Player profile: Roman Nezhyba

(Editor’s note: This issue we’re talking with Roman Nezhyba, who finished second in the 2015 Stiga Shootout in southern California. The tournament returns on Jan. 23, 2016.)


(Roman Nezhyba, right, takes on Eric Davis at the 2014 Stiga U.S. Open near Chicago.)

Name: Roman Nezhyba

Hometown: Laguna Hills, California

Birthplace: Czech Republic

Age: 39

Occupation:  Real Estate

Q. When did you first start playing table hockey?

A. When I was about 10 years old, I got a table hockey game for Christmas. It was a local version, made in Brno, Czech Republic. It was the only one available on the market at the time. I started playing it regularly with my best friend Jura, and soon we found ourselves recreating the entire NHL season (21 teams at the time). We scheduled every single game for every team, and that was so many games that even five years later we were still not finished and it still remains unfinished today. Maybe that’s because we played each game with three five-minute periods! I think every team still needs to play like 10 games in the regular season and then do the play-offs. You know, so maybe when Jura and I meet as seniors some day, we just may get it done…

Q. How and when did you rediscover table hockey?

A. I was 19, living in Prague, and I met some local players there and they invited me to play in some kind of a league tournament. That’s how I first got to play on Stiga. I did alright, finished in the middle, but other activities like soccer and tennis and other things took my attention away from the game, and when I moved out of Prague shortly thereafter, it was pretty much over until about 12 years later in late 2008 in Laguna Hills. I browsed online out of curiosity to see whether anybody played the game in SoCal and found Kevin Rafferty’s website and came to his school to play. We started playing regularly together, and then I went to my first big tournament in Las Vegas in January 2009.

Q. What table hockey games do you currently play or own?

A. I played Coleco and Stiga at first, but now it’s Stiga only.

Q. What do you like about the Stiga hockey game?

A. My first non-Stiga, the locally-made Czech game, was really nice. I liked the 3-D players. However, it had a little slot pattern flaw though, and my opponent Jura took advantage of it when we played :-). Also, playing behind the net was not possible. When I first saw a Stiga game, I loved it! Passing the puck behind the net and the whole design felt like playing real hockey!

Q. Who’s your favorite opponent?

A. Any opponent I can beat. I don’t like the ones that beat me.

Q. Do you have any special practice routines in the weeks before a tournament or league date?

A. Not really. Kevin and I play games on regular basis. Before tournaments, we try to play a bit more, as much as possible, other than that no special practice.

Q. What’s the one tip you would give beginning and intermediate Stiga players that would help them improve their game in the short term?

A. Be patient and enjoy playing the game.

Q. Your skill level increased over the years.
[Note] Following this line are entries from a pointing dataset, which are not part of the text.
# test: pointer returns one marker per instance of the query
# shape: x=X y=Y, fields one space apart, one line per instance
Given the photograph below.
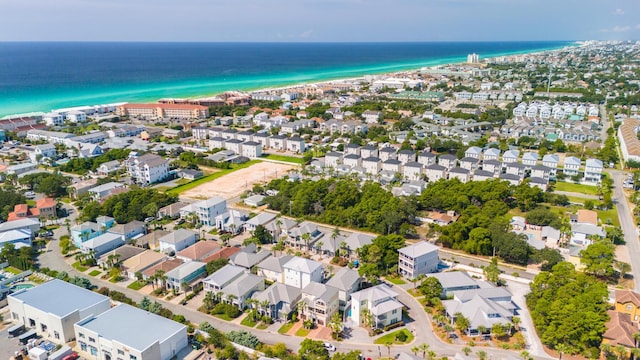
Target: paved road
x=424 y=333
x=627 y=223
x=580 y=195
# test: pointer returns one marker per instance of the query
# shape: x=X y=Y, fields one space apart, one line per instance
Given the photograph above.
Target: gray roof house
x=221 y=278
x=242 y=288
x=455 y=281
x=347 y=281
x=282 y=300
x=272 y=268
x=249 y=256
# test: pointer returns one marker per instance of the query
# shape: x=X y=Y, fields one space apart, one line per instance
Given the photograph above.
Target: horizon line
x=290 y=42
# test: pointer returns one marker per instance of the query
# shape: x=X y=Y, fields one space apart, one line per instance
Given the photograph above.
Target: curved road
x=627 y=223
x=53 y=259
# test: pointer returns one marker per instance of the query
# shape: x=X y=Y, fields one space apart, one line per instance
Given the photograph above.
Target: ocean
x=41 y=76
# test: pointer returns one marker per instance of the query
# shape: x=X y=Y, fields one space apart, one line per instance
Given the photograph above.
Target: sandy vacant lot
x=235 y=183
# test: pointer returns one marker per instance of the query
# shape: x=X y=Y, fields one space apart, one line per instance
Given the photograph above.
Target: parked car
x=329 y=347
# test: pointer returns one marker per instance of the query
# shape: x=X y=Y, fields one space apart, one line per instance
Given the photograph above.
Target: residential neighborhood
x=443 y=211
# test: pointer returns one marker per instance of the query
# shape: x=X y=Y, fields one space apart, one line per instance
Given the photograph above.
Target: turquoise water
x=21 y=287
x=45 y=77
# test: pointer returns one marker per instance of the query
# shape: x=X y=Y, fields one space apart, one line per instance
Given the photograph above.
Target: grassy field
x=605 y=215
x=285 y=328
x=184 y=187
x=576 y=188
x=12 y=270
x=391 y=338
x=289 y=159
x=396 y=280
x=247 y=322
x=76 y=265
x=136 y=285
How did you make the leap?

A. Since I only play against one sparring partner, it results in both of us knowing each others’ moves and patterns extremely well. This forces you to come up with something new from time to time to surprise him and stay ahead. So more and more moves are put on the “menu” and executed in our games. More variety means more weapons and a better chance to win. I think our styles have evolved a lot over the years and strategies we use now are surely very different from what we did in the past.

Q. Any other topics you’d like to touch on?
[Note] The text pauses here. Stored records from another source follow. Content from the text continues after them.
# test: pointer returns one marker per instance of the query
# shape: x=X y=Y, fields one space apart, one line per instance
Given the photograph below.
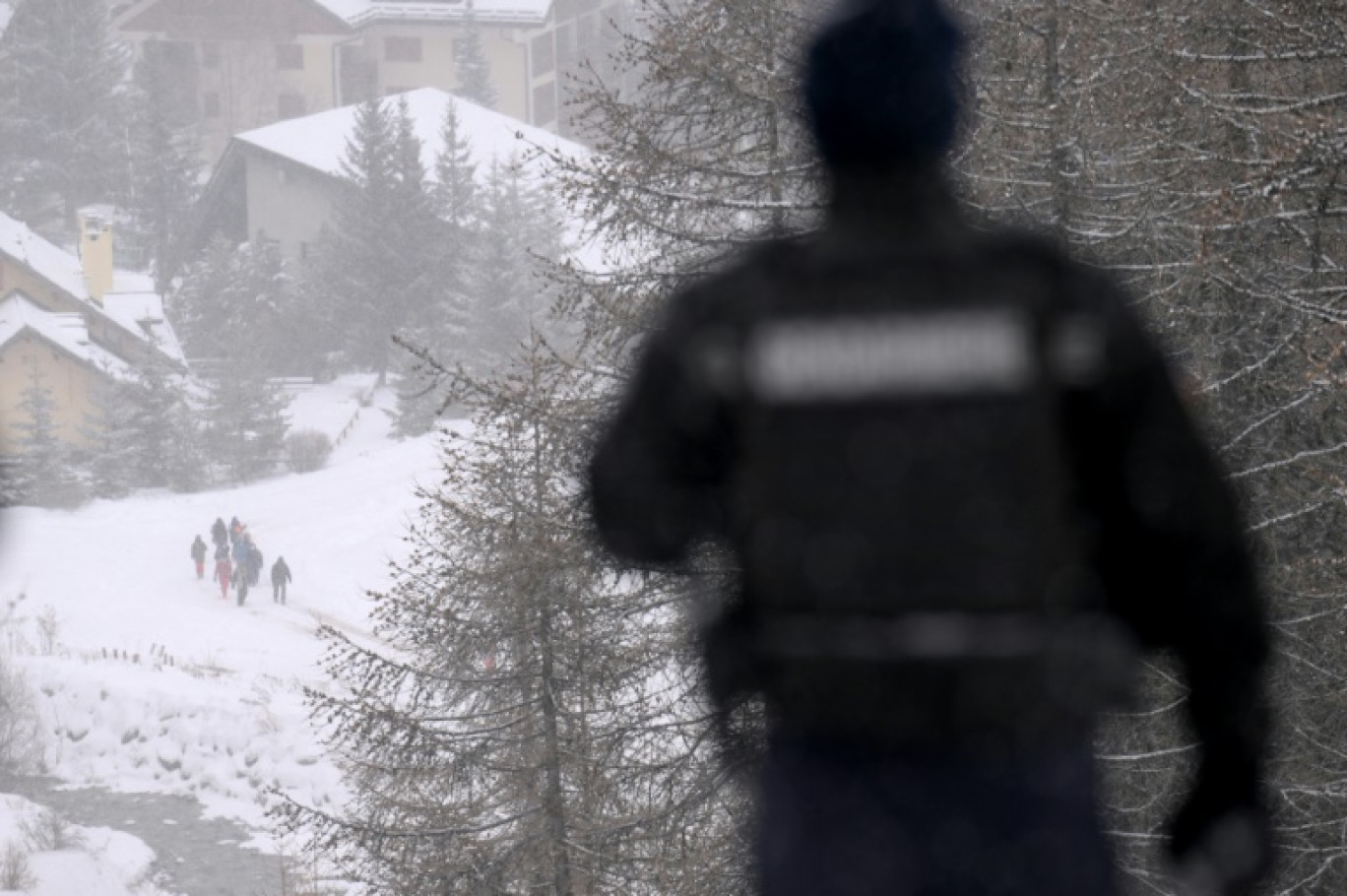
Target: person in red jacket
x=223 y=570
x=198 y=556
A. It’s a shame that the Stiga players live so far apart from each other here in North America and get to meet only a few times per year. I envy the European players who get to play in weekly tournaments against each other.

Unfortunately, in this day and age, it’s very difficult to find other competitive players and keep them playing, especially here in the SoCal area. There are so many distractions and other things to do.

I enjoy every opportunity to play and hopefully for many years to come.